也不知道他是问我还是在感慨,我笑了笑,说:“佛说这是无情世界,何必太在意呢,千千万万众生,又有谁不是如此呢?”
“谁不是如此?好好努力吧,但愿以后混的好些。”
等到动车送咱俩回去,在火车站那的外婆家吃了饭,出来时夜色深沉。
走在灯红酒绿的繁华街道,两个人有一句、没一句地说着,回到故地,都是咱俩当初认识的地方,哭多、笑多,竟然故地重游,有那么个时候说不出话来。
就在这时,前头黑夜里,地上似乎有什么东西在爬行而来。
借着过来的汽车灯光,定睛细看,哦,原来又是那个趴在四轮木板上的乞丐,木板就在他肚腹底,他整个人躺在上头,以手撑着地,一推一推地前行着,像是一条蠕动的青虫。
这么多年了,他好像一点儿也没有改变,日以继夜地重复着这个动作,风雨无阻地重复着这条路线,从我刚来到这座城市、到我后来离开这座城市,五年多了,好像他年年都有今日、岁岁都有今朝。
在他脑袋前,放着个脸盆,盆子里洒着些冷光闪闪的银子,我和小总从他身体两旁经过,忽而像是约好似的,一低头,脸盆里哐啷两声清脆的铜板叫,滴溜溜地几圈硬币转动响,隔了好会儿才渐渐沉息。
黑暗里,我笑了笑,说:“唉,也算是给自己积些阴德吧,六道轮回到底是苦的。”
小总的声音在耳畔喃喃:“来这儿这么多年,也感觉好像从来没有给他们丢过硬币,就当是做个好事吧,希望将来我在街头流浪时,也有人会给我丢几个硬币。”

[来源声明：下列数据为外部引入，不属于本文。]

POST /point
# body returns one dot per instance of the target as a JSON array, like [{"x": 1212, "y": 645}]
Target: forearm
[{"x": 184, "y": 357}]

“骗子骗子,骗与不骗是他们的事,做与不做是自己的事,兄弟啊,求个心安吧。”
“对的,就是求个心安,大家都不容易。”
我联想到了和小总去工厂里混饭吃的日子,是当地郊区的一家布匹厂,公交车七绕八转,拐过数道弄堂才找到,就是工业园区里一个低矮的小厂房,包吃包住,早晨八点开始,晚上二十一点结束,晚饭十七点,十八点后的时间是算加班工资的,一天下来,也大约就是八十块钱。
吃饭时,跟着群黄头发红卷毛的小青年去了,在食堂里,每个人一饭盒,打开饭盒,是焦黄湿润的米饭,感觉咬一口都能滴出水来,菜就在饭的旁边,煮烂了的大白菜,白菜间有块拇指大的肥肉。
咽了几口饭,小总就说:“这饭我吃不下啊。”
我想了想,说:“哈哈,哥们,你以后是要当领导的人啊,现在就要学会体察民情、体贴民心、体会民意,这都是从基层做起,一定要扛住啊!”
小总苦笑了个,胡乱拨了几口饭,就怔怔看着我了。
没办法,趁着午间休息的半小时,跑去小卖部搞了两个茶叶蛋,小总胃口大开,一口一个鸡蛋,眨眼消灭。
我拍着他的肩膀,嘿嘿笑:“哥们,以后等有钱了,咱得多吃些肉,不吃肉,别说是老虎打不过,估计就连蚂蚁也能把咱们咬死!”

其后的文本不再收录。